GT 5.0.0 GRAM5: Quality Profile


1. Test coverage reports

2. Code analysis reports

  • No code analysis reports have been generated at this time.

3. Outstanding bugs

  • Bug 108: Fork perl zombies
  • Bug 106: Fix test failures with SGE LRM adapter
  • Bug 105: Held Condor jobs should be reported as SUSPENDED
  • Bug 104: globus-job-manager-event-generator loads all historical events the first time run
  • Bug 103: Ease two phase end commit timeout
  • Bug 102: Fix Two Phase Commit Semantics for Failed Jobs
  • Bug 100: one of the RSL parameters is not supported error doesn't indicate which it is
  • Bug 99: Add a high-level diagram for the approach doc
  • Bug 98: Add Condor-G doc for using GRAM 2 and 5
  • Bug 96: GRAM-106 SGE LRM mishandles invalid environment definition
  • Bug 95: GRAM-106 SGE LRM doesn't check for executable permissions
  • Bug 94: GRAM-106 SGE LRM doesn't check for executable existence
  • Bug 93: GRAM-106 SGE LRM script doesn't handle environment vars with whitespace
  • Bug 92: stdout to local file doesn't work if count >1
  • Bug 88: Missed two phase commit causes job to not be destroyed
  • Bug 86: Prioritize script invocations to improve throughput
  • Bug 80: GRAM 5 beta2 release
  • Bug 79: Add support for OSG's "NFS Lite" concept
  • Bug 77: GRAM zombie
  • Bug 71: GRAM protocol test package contains expired test certificate
  • Bug 70: globus-job-status acts strange for completed jobs in GRAM5
  • Bug 69: globus-job-get-output -f doesn't work in GRAM5
  • Bug 68: Bad error when proxy is too short-lived
  • Bug 54: make globus-job-manager-event-generator not require configuration by default
  • Bug 53: Generalize log path configuration
  • Bug 51: configurable control of number of perl scripts that can run simultaneously
  • Bug 47: simplify the throughput tester program and use improved version as doc
  • Bug 24: Debug/verbose flags for globusrun, globus-job-run
  • Bug 23: Improved error codes and error reporting for users
  • Bug 22: client connections can't be timed out
  • Bug 15: transition from httpg to https
  • Bug 14: increase availability of GRAM in linux distributions
  • Bug 12: Gatekeeper's syslog output cannot be controlled
  • Bug 5: Add gram-level prologue and epilogue script execution for mpi jobs
  • Bug 4: Add support for a "managed fork" service
  • Bug 2: Investigate how to setup GRAM5 services in a HA setup

4. Bug Fixes

  • All Fixes: This link lists all 67 of the improvements and bug fixes that were done for the GT 5.0.0 release

5. GRAM5 Throughput Tests

5.1. Experiment Hardware and Software Configuration

The following experiments were run on the nomer.mcs.anl.gov virtual cluster.
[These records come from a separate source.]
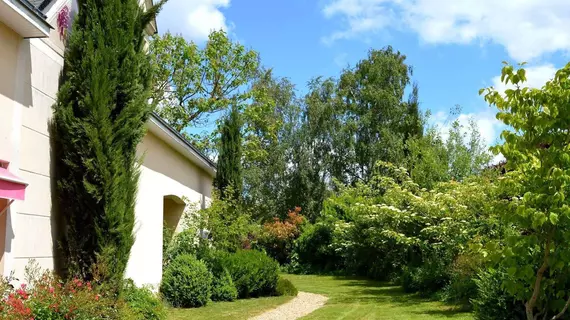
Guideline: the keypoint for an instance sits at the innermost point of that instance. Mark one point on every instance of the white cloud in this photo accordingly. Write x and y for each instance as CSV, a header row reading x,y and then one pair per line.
x,y
195,19
536,76
489,127
526,28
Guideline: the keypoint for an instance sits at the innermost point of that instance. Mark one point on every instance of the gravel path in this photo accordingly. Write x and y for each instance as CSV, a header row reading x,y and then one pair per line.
x,y
300,306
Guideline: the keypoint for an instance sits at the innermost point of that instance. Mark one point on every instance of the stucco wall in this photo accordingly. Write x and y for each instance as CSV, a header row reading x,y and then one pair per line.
x,y
28,88
164,173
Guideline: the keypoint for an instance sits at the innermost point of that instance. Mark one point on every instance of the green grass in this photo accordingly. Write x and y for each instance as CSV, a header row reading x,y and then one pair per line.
x,y
349,299
237,310
353,298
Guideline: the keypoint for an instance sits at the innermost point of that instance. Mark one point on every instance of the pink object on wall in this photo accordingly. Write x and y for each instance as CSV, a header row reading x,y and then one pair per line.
x,y
11,187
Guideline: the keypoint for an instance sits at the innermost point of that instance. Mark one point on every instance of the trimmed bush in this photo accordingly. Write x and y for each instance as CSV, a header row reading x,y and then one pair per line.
x,y
312,250
186,282
254,273
143,303
285,288
223,288
493,302
427,278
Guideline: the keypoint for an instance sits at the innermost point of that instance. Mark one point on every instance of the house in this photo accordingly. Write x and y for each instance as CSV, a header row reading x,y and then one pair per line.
x,y
174,174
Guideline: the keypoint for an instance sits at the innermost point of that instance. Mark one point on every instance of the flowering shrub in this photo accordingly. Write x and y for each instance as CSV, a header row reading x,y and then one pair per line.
x,y
47,297
278,236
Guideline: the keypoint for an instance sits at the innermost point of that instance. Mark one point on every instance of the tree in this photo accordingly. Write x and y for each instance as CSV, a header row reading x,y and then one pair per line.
x,y
271,123
99,119
536,191
376,119
192,82
229,173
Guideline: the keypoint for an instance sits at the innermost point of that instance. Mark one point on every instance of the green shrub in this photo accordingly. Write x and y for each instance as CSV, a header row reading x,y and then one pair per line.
x,y
312,249
462,287
183,243
427,278
223,288
142,302
254,273
186,282
493,302
285,288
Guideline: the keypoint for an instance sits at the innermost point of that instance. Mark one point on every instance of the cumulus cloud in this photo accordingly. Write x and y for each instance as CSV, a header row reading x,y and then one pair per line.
x,y
536,76
527,29
194,19
489,127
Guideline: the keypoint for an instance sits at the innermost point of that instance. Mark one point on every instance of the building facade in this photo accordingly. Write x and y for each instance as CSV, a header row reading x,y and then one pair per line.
x,y
174,174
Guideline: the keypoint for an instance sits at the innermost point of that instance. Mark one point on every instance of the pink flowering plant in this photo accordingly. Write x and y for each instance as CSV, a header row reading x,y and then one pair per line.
x,y
49,298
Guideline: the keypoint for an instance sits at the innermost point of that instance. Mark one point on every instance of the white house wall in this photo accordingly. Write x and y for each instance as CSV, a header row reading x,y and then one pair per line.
x,y
164,172
29,80
29,226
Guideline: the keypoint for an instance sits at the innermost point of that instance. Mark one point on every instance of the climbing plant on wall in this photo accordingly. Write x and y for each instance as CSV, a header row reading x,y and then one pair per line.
x,y
98,121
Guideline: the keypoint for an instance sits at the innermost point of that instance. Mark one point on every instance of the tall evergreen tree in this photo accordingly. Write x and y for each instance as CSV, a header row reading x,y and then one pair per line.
x,y
229,173
99,119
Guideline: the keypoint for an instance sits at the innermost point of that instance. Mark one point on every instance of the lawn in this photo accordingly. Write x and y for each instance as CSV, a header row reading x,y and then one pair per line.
x,y
349,299
238,310
353,298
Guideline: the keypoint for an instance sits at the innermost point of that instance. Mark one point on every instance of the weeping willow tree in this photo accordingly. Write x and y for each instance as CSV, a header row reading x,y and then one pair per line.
x,y
99,119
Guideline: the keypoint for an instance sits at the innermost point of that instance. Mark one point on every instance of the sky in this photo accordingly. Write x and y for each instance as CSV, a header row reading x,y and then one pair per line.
x,y
456,47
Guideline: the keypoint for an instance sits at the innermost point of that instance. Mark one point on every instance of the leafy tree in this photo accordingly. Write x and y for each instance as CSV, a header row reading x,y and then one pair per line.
x,y
192,82
271,125
467,153
229,168
536,190
376,119
99,119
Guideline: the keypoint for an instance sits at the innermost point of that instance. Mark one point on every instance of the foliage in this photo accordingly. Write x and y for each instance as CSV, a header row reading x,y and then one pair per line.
x,y
431,276
462,287
312,250
277,237
99,118
142,302
236,310
192,82
374,115
431,160
492,301
352,298
229,170
48,297
285,288
223,288
254,273
271,125
535,191
186,282
183,243
230,224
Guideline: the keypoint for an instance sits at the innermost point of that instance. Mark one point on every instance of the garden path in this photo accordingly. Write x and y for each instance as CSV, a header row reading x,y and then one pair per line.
x,y
300,306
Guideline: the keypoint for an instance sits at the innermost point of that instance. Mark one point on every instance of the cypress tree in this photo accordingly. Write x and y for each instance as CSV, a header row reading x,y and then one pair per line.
x,y
99,119
229,157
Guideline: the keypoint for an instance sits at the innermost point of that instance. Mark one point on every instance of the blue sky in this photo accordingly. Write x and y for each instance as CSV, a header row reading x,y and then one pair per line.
x,y
455,46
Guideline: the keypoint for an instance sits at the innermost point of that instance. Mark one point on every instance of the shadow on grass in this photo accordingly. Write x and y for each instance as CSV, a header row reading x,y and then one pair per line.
x,y
366,291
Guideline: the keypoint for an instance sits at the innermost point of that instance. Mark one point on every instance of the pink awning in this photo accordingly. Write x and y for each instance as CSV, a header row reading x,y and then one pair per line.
x,y
11,187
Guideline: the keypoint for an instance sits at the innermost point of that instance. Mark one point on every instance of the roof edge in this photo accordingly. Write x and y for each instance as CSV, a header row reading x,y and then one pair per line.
x,y
207,163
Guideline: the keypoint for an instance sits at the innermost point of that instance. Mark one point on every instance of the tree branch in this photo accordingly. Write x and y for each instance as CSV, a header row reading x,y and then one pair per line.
x,y
529,306
563,310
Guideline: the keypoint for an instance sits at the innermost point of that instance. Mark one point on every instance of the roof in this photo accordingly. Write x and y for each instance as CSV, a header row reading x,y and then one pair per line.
x,y
163,130
37,6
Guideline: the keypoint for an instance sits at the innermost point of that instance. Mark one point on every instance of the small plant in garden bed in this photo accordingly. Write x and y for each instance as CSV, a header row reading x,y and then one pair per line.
x,y
187,282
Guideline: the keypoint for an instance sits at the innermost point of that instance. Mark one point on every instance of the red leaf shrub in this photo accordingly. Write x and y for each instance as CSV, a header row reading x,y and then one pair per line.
x,y
278,236
50,298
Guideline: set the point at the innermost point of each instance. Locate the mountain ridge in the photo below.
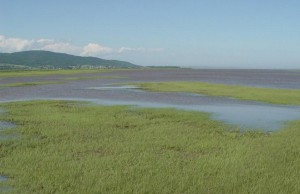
(41, 59)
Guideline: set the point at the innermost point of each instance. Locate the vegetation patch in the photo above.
(28, 73)
(72, 147)
(269, 95)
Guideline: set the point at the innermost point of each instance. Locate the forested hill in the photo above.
(47, 59)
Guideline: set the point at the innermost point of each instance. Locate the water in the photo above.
(244, 114)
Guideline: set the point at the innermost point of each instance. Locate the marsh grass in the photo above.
(72, 147)
(269, 95)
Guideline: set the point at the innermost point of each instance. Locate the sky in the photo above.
(202, 33)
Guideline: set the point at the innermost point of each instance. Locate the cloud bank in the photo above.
(8, 44)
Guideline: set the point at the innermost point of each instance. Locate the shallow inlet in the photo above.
(242, 114)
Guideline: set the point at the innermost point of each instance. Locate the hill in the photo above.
(52, 60)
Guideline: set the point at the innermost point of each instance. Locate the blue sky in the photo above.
(207, 33)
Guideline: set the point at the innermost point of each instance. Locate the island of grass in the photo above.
(269, 95)
(73, 147)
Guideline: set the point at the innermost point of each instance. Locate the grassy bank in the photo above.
(269, 95)
(26, 73)
(67, 147)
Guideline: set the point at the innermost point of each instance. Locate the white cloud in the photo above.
(91, 49)
(14, 44)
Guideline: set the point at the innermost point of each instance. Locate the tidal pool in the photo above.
(249, 116)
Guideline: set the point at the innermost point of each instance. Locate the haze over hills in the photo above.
(39, 59)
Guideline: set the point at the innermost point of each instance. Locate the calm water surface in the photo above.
(244, 114)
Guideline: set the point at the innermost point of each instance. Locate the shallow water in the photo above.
(245, 114)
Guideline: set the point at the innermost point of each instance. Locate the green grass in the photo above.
(71, 147)
(21, 84)
(269, 95)
(25, 73)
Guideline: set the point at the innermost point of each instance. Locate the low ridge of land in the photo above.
(39, 59)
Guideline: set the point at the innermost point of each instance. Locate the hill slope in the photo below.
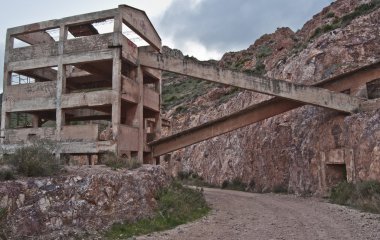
(287, 151)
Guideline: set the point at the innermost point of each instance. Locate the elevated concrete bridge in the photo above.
(287, 96)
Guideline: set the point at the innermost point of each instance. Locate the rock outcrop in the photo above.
(291, 151)
(84, 202)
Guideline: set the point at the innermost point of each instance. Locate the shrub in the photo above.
(6, 174)
(329, 15)
(111, 160)
(280, 189)
(176, 205)
(36, 160)
(362, 195)
(346, 19)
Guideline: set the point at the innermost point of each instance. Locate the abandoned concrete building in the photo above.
(77, 81)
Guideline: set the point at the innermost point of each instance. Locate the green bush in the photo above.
(362, 195)
(111, 160)
(176, 205)
(329, 15)
(346, 19)
(36, 160)
(6, 174)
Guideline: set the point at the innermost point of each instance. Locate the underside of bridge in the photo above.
(332, 93)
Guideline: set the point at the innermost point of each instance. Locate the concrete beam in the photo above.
(44, 74)
(30, 105)
(87, 99)
(36, 38)
(263, 111)
(56, 23)
(53, 61)
(279, 88)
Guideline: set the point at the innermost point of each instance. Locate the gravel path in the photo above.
(241, 215)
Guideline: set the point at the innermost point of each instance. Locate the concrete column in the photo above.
(116, 80)
(140, 115)
(35, 121)
(360, 92)
(6, 82)
(61, 82)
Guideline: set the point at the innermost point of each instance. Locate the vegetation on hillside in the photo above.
(346, 19)
(182, 91)
(36, 160)
(362, 195)
(176, 205)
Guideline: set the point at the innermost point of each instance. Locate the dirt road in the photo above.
(240, 215)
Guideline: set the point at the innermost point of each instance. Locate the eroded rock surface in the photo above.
(291, 151)
(84, 202)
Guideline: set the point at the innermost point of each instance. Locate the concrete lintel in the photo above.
(56, 23)
(279, 88)
(36, 38)
(53, 61)
(29, 105)
(91, 99)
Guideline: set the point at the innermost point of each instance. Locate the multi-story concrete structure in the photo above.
(85, 88)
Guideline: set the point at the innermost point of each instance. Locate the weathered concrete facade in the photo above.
(89, 92)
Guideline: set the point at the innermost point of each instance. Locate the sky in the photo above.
(204, 29)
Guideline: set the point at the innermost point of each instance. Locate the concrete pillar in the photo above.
(116, 80)
(6, 82)
(140, 115)
(61, 82)
(35, 121)
(359, 92)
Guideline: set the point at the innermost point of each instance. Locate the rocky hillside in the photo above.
(78, 205)
(286, 152)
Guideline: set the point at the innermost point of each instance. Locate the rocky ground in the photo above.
(81, 203)
(241, 215)
(286, 151)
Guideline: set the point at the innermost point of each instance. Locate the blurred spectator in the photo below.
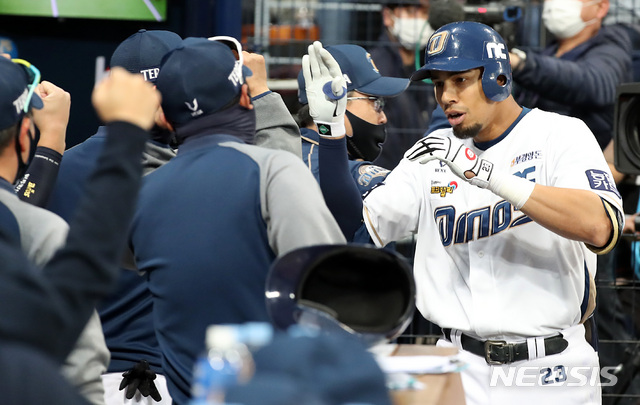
(399, 53)
(578, 73)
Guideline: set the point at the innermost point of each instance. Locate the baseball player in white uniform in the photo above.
(510, 207)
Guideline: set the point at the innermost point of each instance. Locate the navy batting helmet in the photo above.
(366, 291)
(466, 45)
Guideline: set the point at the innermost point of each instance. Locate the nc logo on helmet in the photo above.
(495, 50)
(437, 43)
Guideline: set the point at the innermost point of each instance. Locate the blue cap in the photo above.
(14, 90)
(324, 369)
(361, 74)
(198, 78)
(143, 51)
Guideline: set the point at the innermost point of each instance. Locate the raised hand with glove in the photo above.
(140, 379)
(465, 164)
(326, 90)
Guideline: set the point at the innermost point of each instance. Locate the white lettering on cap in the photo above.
(195, 110)
(150, 74)
(21, 101)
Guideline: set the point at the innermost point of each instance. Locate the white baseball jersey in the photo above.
(480, 265)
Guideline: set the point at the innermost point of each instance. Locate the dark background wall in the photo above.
(66, 50)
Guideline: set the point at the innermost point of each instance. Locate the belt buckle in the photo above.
(488, 344)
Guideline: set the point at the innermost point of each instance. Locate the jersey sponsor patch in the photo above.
(443, 190)
(600, 180)
(366, 173)
(526, 157)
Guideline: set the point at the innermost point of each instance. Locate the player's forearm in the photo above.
(575, 214)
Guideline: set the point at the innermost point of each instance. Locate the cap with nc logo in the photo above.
(198, 78)
(143, 51)
(466, 45)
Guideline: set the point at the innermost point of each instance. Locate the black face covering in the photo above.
(33, 143)
(366, 139)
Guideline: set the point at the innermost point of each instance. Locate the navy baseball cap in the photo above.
(143, 51)
(14, 93)
(322, 369)
(198, 78)
(360, 73)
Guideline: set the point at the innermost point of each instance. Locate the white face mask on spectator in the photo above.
(411, 31)
(562, 17)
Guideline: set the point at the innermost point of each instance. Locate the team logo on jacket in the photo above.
(526, 157)
(444, 190)
(600, 180)
(469, 153)
(366, 173)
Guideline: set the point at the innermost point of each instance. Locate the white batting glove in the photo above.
(326, 90)
(458, 157)
(462, 161)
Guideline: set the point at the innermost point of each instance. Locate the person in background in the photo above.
(365, 120)
(209, 223)
(577, 75)
(59, 299)
(398, 53)
(126, 313)
(40, 232)
(510, 206)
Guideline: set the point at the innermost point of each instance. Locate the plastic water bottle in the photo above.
(227, 360)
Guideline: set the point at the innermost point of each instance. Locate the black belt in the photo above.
(497, 352)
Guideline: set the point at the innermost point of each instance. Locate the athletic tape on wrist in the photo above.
(331, 128)
(514, 189)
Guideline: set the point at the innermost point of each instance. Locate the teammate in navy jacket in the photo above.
(210, 222)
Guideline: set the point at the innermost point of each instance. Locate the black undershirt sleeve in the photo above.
(40, 179)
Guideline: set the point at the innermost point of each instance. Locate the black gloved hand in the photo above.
(140, 378)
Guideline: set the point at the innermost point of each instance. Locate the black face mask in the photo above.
(366, 139)
(33, 144)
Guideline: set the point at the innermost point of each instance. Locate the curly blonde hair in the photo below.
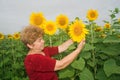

The cluster consists of 6 partitions, each having a single Intel(R) Xeon(R) CPU E5430 @ 2.66GHz core, and 2GB RAM. The virtual machines in the cluster each had a single virtual network interface. The cluster was configured as follows:

  • 1 node: Master node
  • 5 nodes: Test/execution nodes

All nodes ran an apache2 http server, gmond (ganglia monitoring), and pbs_mom (torque LRM).

The master node also ran a globus-gatekeeper, globus-gridftp-server, globus-job-manager-event-generator, gmetad (Ganglia Meta Daemon), pbs_sched (Torque LRM scheduler), pbs_server (Torque LRM server), and nfsd linux kernel NFSv4 server for the execution nodes.

The test nodes (1 for single-client tests, 5 for multiple client tests) ran the gram-throughput-tester program. All 5 test/execution nodes executed the test job executables as scheduled by the LRM.

These tests were done with GT 5.0.0 beta1. The throughput tester was compiled from CVS trunk October 30, 2009.

5.2. Experiment Scenarios

The first set of tests submitted jobs to the GRAM5 service for one hour. After one hour elapsed, the client would terminate any jobs which were being managed by the GRAM5 service. The test client recorded the time of the experiment start, the time of the termination start, and the time after which all jobs had reached a DONE or FAILED state.

The throughput test client would generate a maximum of 50 simultaneous job requests. For all but the uncapped test below, a maximum of 2000 jobs were managed by the job manager at any given time (pending or active). Once the client had submitted 2000 jobs, it would stop submissions until a job completed. A total of 10 execution slots were available for the LRM to schedule jobs into, so many were in the GRAM5 PENDING state during the duration of the test.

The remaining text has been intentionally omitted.